Ketchikan was our last sightseeing port of call before heading south through the rest of the inside passage to disembark in Vancouver. As we made our approach to the dock, there were sights everywhere which indicated how important the aviation and marine modes of transportation are to the life of these Alaskan cities and towns. Today the city relies on the fishing and tourist industries for its economic survival. It is called the Salmon Capital of the world. As in the other ports of call, the cruise ship docks were fully occupied.
After reviewing the things to see and do in Ketchikan, we decided that we would see this city on our own without any guides. The area is relatively small and is the most densely populated city in Alaska. One of the must see attractions is the standing totem poles, Ketchikan has the most of these poles in the entire world. A quick stop at the visitor's center on the pier confirmed that we could take a city bus for one dollar to the state totem park about ten miles out of town. The state park is actually located in a rain forest with examples of many types of totem poles and a native Indian Tingit clan house. The house is supported in the corners by totem poles.

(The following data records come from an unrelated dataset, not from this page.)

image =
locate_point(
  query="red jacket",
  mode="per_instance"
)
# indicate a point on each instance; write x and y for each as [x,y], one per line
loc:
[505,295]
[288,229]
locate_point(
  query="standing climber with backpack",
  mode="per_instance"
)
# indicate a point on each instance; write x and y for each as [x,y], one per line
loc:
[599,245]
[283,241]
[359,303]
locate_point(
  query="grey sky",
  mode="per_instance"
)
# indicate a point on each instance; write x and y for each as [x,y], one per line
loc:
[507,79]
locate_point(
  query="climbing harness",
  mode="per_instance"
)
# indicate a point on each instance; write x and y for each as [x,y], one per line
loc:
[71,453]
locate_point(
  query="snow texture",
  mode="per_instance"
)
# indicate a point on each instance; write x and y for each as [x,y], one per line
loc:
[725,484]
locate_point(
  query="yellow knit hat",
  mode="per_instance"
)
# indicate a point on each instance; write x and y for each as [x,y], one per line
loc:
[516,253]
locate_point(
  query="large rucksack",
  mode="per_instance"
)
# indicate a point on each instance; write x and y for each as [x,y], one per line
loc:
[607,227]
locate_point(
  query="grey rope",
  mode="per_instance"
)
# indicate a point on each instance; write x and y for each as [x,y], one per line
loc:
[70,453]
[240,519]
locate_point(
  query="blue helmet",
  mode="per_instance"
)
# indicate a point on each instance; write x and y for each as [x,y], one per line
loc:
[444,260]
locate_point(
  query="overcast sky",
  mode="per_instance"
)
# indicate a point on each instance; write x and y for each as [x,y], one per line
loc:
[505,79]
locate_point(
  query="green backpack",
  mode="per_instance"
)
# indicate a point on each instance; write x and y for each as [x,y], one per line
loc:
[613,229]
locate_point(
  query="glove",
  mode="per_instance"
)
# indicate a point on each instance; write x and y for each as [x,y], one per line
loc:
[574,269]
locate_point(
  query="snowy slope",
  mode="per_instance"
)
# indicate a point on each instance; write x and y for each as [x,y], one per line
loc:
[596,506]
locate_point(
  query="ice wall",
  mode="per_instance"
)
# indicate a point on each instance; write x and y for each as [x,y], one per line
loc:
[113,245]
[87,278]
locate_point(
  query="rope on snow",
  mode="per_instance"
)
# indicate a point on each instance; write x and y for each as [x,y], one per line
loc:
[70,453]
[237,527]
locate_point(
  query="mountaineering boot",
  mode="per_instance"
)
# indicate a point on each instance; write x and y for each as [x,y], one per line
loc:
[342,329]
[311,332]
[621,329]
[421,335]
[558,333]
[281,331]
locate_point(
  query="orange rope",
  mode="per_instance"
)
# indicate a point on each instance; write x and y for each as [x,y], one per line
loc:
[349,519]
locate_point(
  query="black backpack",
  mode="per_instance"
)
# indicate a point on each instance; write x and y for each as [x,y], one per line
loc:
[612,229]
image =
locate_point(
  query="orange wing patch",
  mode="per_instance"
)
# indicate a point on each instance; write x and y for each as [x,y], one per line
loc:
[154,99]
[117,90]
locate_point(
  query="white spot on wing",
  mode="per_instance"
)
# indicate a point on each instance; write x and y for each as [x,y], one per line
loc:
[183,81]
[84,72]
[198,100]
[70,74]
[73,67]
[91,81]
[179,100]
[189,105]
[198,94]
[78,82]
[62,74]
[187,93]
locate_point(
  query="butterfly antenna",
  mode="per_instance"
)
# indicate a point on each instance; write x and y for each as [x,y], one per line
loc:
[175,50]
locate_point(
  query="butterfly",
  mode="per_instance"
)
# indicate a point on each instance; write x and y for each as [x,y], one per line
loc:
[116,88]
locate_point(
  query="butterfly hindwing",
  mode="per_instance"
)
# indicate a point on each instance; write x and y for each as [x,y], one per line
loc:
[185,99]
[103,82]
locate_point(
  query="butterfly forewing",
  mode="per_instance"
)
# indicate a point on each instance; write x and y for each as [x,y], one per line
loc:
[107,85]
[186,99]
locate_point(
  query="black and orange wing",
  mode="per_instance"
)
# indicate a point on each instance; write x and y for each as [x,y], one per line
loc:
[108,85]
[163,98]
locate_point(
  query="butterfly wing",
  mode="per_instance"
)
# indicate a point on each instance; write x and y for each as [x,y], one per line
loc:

Upon returning to town, we visited one of the more colorful historic districts of town -Creek Street. The early settlement of Ketchikan was centered on the fishing and lumber industry. In order to keep the less savory elements of adult entertainment under control, the city mandated that all of the designated businesses be located along the creek. Today there are still reminders of those wild years to be seen. The Creek District today is all tourist attractions, including Dolly's house. Dolly is the most well know of the "sporting ladies" who made their living here. After working her trade in several other towns, Dolly settled here in 1919 and continued to work out of her Creek Street home until the late 1940's. She continued to live in her house until 1973, when she became too ill to live alone. She died at the ripe old age of 88.
We then took a walking tour of the downtown area and a final stop at the federal discovery center where there was displays of the native cultures and the early years of European settlement efforts in fishing and lumber.